DNA led to suicide ruling in Calif. mansion death

By Elliot Spagat

Associated Press

Published: Friday, Sept. 2 2011 12:00 a.m. MDT

San Diego Sheriff Bill Gore, right, looks on at a news conference held at the San Diego County Sheriff's department Friday, Sept. 2, 2011 in San Diego. Behind him is a photo of Max Shacknai. At the news conference, the sheriff's department released their findings in the deaths of Rebecca Zahau and Max Shacknai.

Denis Poroy, Associated Press

SAN DIEGO — Footprints spotted on a dusty balcony and traces of DNA found on knives and pieces of rope helped investigators conclude that the mysterious death of a woman found hanging naked at a historic California mansion was a suicide, authorities said Friday.

The overwhelming physical evidence suggests that Rebecca Zahau bound her ankles and wrists, tied a rope around her neck and hung herself from the balcony of her pharmaceutical tycoon boyfriend's home in suburban San Diego in July, San Diego County Sheriff Bill Gore said.

Zahau, 32, was discovered dead six hours after she retrieved a voice mail that her boyfriend's 6-year-old son condition had suddenly worsened and that he was unlikely to survive, investigators said.

The boy, Max Shacknai, had suffered injuries days earlier in a fall down the mansion's stairs. He later died from his brain injuries in a fall that authorities ruled an accident.

"Was Max's death a homicide? The answer is no," Gore said at a news conference. "It was a tragic accident. Was Rebecca's death a homicide? Again the answer is no. It was a suicide ... These deaths were not the result of any criminal acts."

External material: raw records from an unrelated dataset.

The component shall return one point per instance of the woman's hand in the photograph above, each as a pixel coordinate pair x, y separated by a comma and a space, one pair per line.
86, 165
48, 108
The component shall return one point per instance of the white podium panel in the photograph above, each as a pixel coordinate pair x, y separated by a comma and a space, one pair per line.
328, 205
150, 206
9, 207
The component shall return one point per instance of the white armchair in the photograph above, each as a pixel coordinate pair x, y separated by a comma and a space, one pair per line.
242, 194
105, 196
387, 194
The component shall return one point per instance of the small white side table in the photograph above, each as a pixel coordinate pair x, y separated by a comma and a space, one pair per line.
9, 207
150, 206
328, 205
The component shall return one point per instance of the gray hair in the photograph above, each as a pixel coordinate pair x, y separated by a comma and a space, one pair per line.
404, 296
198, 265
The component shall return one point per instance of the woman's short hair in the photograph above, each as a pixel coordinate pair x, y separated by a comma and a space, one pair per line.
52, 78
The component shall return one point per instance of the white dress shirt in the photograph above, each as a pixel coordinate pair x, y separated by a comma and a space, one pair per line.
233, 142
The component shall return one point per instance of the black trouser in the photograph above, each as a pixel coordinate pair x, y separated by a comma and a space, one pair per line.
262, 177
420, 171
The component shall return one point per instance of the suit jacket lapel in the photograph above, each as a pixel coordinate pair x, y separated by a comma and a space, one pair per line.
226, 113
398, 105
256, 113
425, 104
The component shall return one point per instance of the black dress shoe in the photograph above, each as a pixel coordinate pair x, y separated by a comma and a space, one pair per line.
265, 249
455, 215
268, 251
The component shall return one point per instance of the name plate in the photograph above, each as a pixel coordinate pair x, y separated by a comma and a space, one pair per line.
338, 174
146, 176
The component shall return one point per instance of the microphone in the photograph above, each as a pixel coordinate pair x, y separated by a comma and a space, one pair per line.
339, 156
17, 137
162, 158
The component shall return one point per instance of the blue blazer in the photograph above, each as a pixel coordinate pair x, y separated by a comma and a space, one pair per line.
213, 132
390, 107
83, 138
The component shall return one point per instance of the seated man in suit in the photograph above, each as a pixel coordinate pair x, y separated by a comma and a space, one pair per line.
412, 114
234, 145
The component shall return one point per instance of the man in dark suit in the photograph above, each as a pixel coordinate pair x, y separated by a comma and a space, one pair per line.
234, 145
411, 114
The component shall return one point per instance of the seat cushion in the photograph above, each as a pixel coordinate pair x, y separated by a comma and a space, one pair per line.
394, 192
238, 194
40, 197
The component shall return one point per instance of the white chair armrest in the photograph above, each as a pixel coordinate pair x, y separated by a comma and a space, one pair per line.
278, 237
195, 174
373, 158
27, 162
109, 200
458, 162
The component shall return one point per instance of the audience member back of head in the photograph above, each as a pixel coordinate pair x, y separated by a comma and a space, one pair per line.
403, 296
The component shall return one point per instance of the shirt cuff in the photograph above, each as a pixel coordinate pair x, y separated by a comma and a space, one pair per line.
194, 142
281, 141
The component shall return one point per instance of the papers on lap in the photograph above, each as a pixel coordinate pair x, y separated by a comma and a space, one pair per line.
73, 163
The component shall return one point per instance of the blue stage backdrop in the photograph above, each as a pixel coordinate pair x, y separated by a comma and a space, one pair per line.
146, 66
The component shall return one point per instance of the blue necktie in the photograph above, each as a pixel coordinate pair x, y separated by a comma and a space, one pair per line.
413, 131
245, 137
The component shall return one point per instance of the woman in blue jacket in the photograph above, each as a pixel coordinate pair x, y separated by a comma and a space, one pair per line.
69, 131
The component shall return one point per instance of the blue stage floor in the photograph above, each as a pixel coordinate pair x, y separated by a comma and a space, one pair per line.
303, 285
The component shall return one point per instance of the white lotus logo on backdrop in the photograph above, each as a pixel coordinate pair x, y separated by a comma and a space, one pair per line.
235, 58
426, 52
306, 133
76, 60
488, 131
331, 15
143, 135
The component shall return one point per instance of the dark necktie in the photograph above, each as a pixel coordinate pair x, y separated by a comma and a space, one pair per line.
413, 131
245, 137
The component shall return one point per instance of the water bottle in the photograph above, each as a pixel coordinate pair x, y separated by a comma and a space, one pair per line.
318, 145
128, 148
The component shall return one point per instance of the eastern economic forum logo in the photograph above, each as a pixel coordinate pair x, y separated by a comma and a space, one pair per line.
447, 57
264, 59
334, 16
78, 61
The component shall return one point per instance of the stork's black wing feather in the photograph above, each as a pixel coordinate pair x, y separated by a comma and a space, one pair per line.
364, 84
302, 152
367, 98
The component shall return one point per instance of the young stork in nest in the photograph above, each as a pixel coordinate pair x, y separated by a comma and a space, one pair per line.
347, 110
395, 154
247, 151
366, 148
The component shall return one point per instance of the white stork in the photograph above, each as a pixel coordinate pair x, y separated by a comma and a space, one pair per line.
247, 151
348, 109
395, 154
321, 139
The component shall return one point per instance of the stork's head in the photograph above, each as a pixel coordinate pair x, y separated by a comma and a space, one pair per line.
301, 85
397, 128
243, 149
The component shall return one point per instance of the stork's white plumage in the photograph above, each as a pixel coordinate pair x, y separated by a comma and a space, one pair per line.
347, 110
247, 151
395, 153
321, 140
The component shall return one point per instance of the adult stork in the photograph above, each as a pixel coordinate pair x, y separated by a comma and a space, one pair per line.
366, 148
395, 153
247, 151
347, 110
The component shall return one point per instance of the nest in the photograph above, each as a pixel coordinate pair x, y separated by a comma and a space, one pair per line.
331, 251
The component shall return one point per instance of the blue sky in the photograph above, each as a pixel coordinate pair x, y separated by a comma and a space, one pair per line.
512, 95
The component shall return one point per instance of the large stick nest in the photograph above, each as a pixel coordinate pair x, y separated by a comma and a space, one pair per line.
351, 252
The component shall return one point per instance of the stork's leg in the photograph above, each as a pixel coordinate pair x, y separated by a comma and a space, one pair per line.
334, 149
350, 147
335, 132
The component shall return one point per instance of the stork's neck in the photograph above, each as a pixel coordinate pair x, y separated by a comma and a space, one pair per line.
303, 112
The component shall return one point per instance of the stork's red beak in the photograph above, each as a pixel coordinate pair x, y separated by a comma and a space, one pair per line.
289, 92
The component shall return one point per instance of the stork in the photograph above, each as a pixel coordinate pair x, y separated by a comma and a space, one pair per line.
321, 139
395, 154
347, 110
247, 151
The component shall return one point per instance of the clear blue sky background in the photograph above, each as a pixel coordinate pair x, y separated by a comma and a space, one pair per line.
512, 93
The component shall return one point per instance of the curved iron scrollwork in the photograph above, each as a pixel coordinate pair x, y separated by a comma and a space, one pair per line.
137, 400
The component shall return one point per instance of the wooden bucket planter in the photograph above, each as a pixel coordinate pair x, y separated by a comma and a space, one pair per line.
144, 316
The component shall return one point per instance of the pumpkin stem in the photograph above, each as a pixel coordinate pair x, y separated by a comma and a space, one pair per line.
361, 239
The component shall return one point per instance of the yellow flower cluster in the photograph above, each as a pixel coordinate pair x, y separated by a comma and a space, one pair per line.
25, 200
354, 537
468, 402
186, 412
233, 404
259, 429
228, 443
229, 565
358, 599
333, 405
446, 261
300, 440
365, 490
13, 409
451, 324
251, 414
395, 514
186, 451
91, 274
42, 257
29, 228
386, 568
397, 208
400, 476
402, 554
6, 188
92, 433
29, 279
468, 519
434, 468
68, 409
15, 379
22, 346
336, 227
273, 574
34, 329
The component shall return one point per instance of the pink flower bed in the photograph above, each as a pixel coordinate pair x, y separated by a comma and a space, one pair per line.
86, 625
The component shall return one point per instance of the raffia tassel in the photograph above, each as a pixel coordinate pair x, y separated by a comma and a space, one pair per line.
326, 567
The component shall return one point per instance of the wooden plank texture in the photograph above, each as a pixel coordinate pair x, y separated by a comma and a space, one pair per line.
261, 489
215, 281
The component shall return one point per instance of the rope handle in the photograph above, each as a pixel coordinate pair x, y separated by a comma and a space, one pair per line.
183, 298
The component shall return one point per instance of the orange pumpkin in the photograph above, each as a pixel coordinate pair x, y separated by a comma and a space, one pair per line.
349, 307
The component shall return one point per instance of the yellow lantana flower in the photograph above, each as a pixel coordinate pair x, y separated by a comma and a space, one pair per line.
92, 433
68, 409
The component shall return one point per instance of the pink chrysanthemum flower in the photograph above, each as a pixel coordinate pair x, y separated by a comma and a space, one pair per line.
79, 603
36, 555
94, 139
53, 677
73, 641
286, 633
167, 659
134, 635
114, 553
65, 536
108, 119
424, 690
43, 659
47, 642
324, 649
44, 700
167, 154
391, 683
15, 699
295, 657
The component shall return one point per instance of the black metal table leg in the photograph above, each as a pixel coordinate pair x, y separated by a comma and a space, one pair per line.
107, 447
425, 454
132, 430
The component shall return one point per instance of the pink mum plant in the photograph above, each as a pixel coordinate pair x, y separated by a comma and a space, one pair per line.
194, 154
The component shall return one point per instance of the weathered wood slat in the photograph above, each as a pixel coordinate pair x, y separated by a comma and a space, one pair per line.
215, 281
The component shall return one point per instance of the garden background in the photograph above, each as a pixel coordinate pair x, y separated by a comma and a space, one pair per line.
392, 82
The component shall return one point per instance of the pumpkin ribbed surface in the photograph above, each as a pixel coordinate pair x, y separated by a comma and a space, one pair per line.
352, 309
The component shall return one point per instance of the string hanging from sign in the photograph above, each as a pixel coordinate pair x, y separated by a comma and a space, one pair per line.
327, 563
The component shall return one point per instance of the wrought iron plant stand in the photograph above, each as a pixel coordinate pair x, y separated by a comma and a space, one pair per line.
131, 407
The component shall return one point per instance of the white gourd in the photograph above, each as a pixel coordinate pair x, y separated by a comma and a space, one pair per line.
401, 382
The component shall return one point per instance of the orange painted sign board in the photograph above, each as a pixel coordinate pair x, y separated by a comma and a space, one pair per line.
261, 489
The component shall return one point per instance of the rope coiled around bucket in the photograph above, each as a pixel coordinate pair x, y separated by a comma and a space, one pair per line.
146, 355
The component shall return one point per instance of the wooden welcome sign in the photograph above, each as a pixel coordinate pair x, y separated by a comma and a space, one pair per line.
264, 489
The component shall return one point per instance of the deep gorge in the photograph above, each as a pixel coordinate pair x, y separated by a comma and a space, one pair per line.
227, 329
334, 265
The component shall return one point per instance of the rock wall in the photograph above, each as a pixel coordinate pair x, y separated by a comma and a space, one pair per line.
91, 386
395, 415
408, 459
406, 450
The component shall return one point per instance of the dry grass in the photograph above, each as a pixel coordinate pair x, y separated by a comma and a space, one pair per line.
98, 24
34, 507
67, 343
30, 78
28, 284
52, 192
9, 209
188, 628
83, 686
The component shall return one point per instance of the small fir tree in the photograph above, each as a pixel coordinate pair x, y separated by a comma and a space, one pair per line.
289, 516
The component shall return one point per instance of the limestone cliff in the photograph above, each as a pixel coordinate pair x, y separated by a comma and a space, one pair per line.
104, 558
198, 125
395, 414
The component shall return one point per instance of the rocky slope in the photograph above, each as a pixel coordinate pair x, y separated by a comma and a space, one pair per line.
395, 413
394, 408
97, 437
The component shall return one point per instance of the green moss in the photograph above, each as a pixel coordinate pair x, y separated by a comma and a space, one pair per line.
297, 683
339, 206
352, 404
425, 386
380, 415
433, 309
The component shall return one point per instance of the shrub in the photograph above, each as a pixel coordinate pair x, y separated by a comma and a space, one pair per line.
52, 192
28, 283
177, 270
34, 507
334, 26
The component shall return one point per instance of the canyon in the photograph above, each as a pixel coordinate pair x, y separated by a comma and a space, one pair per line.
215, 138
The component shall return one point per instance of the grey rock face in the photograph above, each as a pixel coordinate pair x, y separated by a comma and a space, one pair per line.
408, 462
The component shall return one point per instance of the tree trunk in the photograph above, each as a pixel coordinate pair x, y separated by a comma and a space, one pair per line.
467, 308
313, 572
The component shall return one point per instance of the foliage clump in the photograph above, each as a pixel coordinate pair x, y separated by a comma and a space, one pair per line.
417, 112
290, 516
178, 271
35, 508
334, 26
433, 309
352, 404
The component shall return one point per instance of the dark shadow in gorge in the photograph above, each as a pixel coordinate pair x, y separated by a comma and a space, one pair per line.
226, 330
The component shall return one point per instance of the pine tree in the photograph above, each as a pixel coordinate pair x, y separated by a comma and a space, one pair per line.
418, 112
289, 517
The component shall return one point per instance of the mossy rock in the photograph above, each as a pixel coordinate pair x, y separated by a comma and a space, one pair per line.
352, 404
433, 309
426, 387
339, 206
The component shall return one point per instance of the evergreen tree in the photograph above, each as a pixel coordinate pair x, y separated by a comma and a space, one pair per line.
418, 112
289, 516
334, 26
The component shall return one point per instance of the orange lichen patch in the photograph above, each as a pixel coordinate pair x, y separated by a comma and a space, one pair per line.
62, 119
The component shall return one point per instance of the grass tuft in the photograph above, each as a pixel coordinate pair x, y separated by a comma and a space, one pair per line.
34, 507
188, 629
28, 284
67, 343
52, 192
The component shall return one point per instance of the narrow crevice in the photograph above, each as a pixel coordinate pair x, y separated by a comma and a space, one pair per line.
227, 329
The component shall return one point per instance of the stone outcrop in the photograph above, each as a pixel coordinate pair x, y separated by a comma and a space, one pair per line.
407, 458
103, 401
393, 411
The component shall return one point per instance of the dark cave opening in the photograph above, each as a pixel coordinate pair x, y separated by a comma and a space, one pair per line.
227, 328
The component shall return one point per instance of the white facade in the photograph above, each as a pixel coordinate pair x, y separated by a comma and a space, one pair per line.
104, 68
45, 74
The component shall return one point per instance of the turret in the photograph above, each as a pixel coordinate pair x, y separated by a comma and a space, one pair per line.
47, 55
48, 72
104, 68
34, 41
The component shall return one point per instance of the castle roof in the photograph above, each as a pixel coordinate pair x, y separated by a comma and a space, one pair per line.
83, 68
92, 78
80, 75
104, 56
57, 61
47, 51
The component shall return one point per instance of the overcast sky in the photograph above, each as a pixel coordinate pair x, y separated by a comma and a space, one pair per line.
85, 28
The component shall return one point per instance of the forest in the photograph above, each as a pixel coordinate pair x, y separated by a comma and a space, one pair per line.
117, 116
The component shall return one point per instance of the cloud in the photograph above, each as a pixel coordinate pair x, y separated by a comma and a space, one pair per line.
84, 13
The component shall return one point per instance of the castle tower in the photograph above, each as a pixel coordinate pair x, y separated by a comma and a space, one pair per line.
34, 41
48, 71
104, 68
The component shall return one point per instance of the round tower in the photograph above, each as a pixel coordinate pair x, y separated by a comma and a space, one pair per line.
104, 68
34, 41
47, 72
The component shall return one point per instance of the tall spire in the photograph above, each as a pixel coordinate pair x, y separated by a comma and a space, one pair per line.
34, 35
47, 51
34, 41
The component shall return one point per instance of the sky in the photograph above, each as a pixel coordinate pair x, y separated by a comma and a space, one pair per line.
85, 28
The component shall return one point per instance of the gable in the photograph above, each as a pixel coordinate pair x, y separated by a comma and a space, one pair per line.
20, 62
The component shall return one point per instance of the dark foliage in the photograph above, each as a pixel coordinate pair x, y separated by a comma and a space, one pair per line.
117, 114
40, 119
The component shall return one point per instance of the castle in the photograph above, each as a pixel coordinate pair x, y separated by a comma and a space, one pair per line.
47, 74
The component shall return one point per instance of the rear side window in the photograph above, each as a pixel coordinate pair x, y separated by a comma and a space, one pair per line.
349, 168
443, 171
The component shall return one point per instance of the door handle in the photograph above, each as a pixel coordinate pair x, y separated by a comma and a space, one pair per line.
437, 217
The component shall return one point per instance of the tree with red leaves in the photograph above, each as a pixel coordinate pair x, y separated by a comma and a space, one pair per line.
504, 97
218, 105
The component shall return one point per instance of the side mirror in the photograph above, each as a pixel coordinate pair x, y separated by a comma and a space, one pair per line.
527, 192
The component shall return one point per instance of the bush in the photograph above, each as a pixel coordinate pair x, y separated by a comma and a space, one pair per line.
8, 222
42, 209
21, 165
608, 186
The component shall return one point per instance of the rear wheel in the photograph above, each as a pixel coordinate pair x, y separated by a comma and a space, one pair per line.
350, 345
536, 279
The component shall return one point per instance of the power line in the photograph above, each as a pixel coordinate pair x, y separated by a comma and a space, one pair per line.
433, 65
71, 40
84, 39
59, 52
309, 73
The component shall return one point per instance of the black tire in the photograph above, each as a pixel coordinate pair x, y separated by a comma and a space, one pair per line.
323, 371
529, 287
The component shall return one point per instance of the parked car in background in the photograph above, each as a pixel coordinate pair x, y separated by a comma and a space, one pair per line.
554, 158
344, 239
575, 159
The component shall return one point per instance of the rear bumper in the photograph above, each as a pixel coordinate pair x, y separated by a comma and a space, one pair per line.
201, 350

Other evidence included fingerprints and a message in black paint left by Zahau on the bedroom door, Gore said. He declined to disclose the message's content and stopped short of calling it a suicide note.

The woman and the boy are linked to Jonah Shacknai, founder and chief executive of Medicis Pharmaceuticals Corp. and owner of the 27-room waterfront mansion. Zahau was his girlfriend of two years. Max was his son from a marriage that ended in divorce in 2008.

"Nothing will ever be the same for our families after these losses, but with today's information providing some much needed answers, we will try to rebuild our lives and honor the memories we carry with us," Shacknai said in a statement.

No one saw Max Shacknai fall, but Zahau was home with her 13-year-old sister and heard a loud noise, investigators said.

Investigators believe the boy fell over a railing of a U-shaped staircase, struck a chandelier and hit another railing before falling on his face. He was found near broken chandelier glass, two soccer balls and a scooter.

The boy injured his neck, which stopped his heart and breathing for about 30 minutes, said Dr. Jonathan Lucas of the San Diego County Medical Examiner's Office. The lack of oxygen to his brain caused irreversible damage and his death five days later.

Two days after the boy's fall, Shacknai's brother, Adam, called 911 to report that Zahau appeared to be dead, investigators said. The brother was staying in a mansion guesthouse. Jonah Shacknai was not at home.

Friday's 1½-hour news conference included a video reenactment of how investigators think Zahau bound her wrists.

They believe she used two knives to cut rope that she tied to bedposts and around her wrists and ankles, Gore said. She loosely bound her wrists, took one arm out and put both arms her back before tightening the noose, he said.

Zahau's DNA was found on the rope and the bedposts, her fingerprints were on the bedposts and her footprints were on the balcony. The knives were recovered in the bedroom, one with her DNA and another with her fingerprints, Gore said.

"We don't know exactly how this event occurred," sheriff's Sgt. Dave Nemeth said. "We don't know in what order things were done. The only person who can answer that question, unfortunately, is deceased."